Los tres se apresuraron a dejar el bosque y, tras salir de la arboleda, era imposible no ver los múltiples cuerpos esparcidos sobre el valle. Muchos estaban hundidos en el fango o cubiertos por un charco de agua cristalina, asomando la nariz en la superficie.
Alan y Nathalia no podían evitar preguntarse qué había sucedido, pero sabían que la explicación no era tan relevante como las consecuencias. A lo lejos, observaron cómo todos los troles se habían congregado alrededor de las ruinas, sin mostrar intención de intervenir en lo que estuviera sucediendo allí.
A Alan le resultó familiar, comprendió que Krohn estaba luchando con alguien cerca del portal y sabía que ninguno movería un dedo. Aunque se requeriría suficiente control para cruzar al lado de uno de ellos sin sucumbir ante el miedo o las ganas de gritar.
—¡Esas ruinas son el lugar donde se encuentra el portal! —explicó Liam mientras señalaba hacia el sitio, corriendo bajo la lluvia junto a Alan y Nathalia—. Nuestro problema es quienes rodean la estructura.
—¡Créeme, entiendo por qué todo se ve así ahora! —respondió Alan, gritando para que lo escucharan, pues el clima era impetuoso—. Debemos apresurarnos.
—¡Hay demasiados enemigos enfrente, Alan! —advirtió Nathalia, agitada por la carrera. El cielo parecía querer desmoronarse, o tal vez solo era una señal de la inminente confrontación.
—Ya verás, ninguno de ellos querrá formar parte de esto —aseguró el niño Adler mientras avanzaban con firmeza hacia el grupo de enemigos.
Bajo la intensa lluvia que azotaba el valle, los tres niños, con una edad promedio de once años, se movieron con rapidez. De repente, una de las paredes se derrumbó y Alan pudo ver a Krohn acercarse, intentando acabar con alguien de la misma manera en que lo había intentado con él.

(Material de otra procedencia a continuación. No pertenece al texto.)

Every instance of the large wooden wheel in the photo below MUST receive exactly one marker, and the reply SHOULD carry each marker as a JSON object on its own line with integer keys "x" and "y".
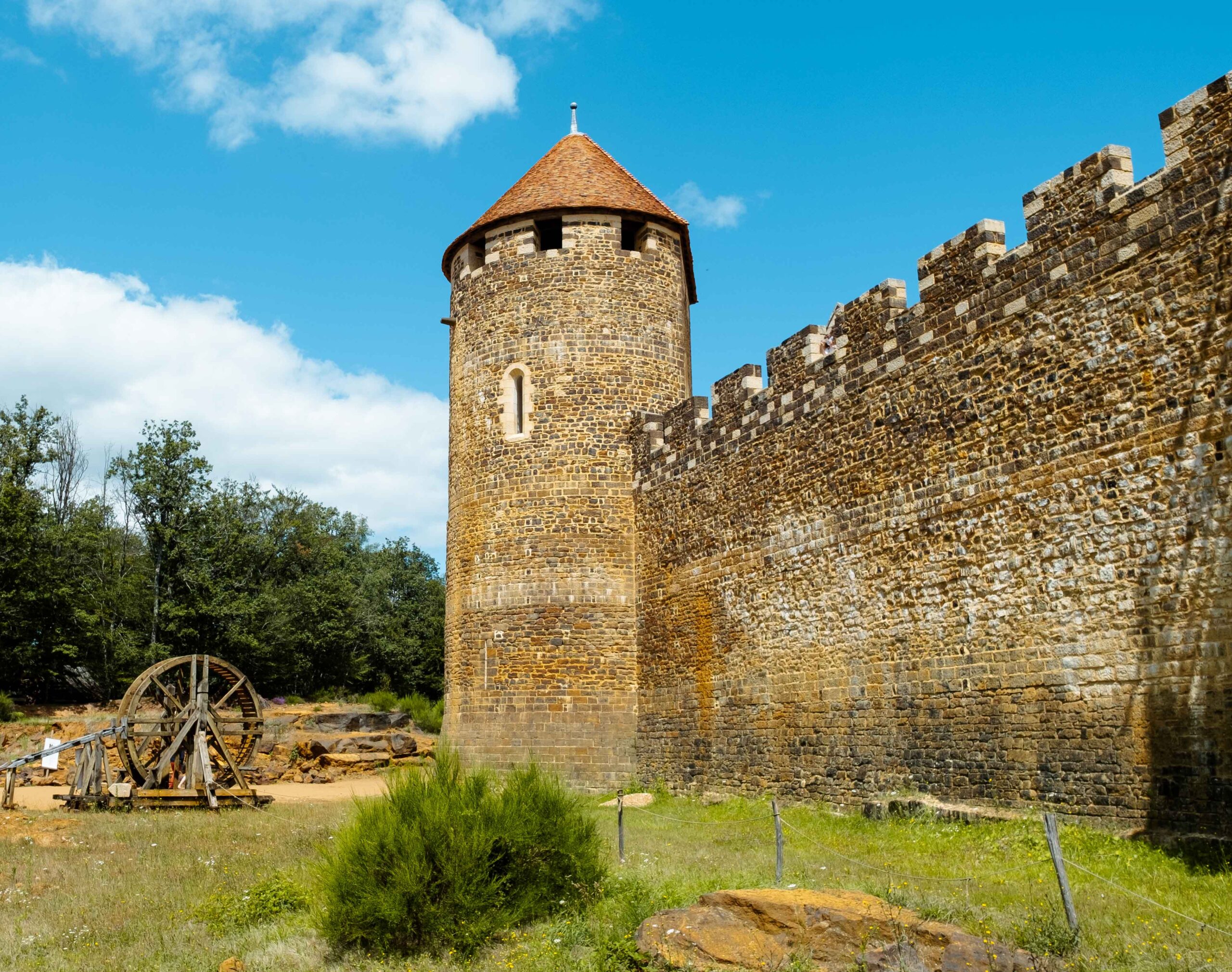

—¡Índigo, debes salvar a quienes aún estén en las ruinas! Lleva a Nathalia contigo —gritó Alan, mientras la lluvia arreciaba con mayor intensidad—. ¡Espera mi señal y rodea las ruinas!
—¡Entendido! ¡Hagámoslo! —gritó Liam mientras se apresuraba hacia las ruinas con mayor velocidad. «Aunque los demás no se mueven, eso me preocupa», pensó.
—¡Somos viejos amigos, sé cómo llamar su atención! —exclamó Alan—. ¡Ahora!
Dio la señal y el cristal en su mano brilló sin igual, superando incluso el resplandor de los rayos que caían del cielo.
Liam y Nathalia rodearían las ruinas por el lado a través del cual Ériu había entrado en aquella primera ocasión, mientras Alan se abriría paso a lo largo del muro derrumbado, con el estruendo de Krohn dándole la bienvenida.
—Me buscabas, ¿no es así? ¡Esto termina aquí! —gritó desafiante. Alan planeaba enfrentarse al poderoso enemigo.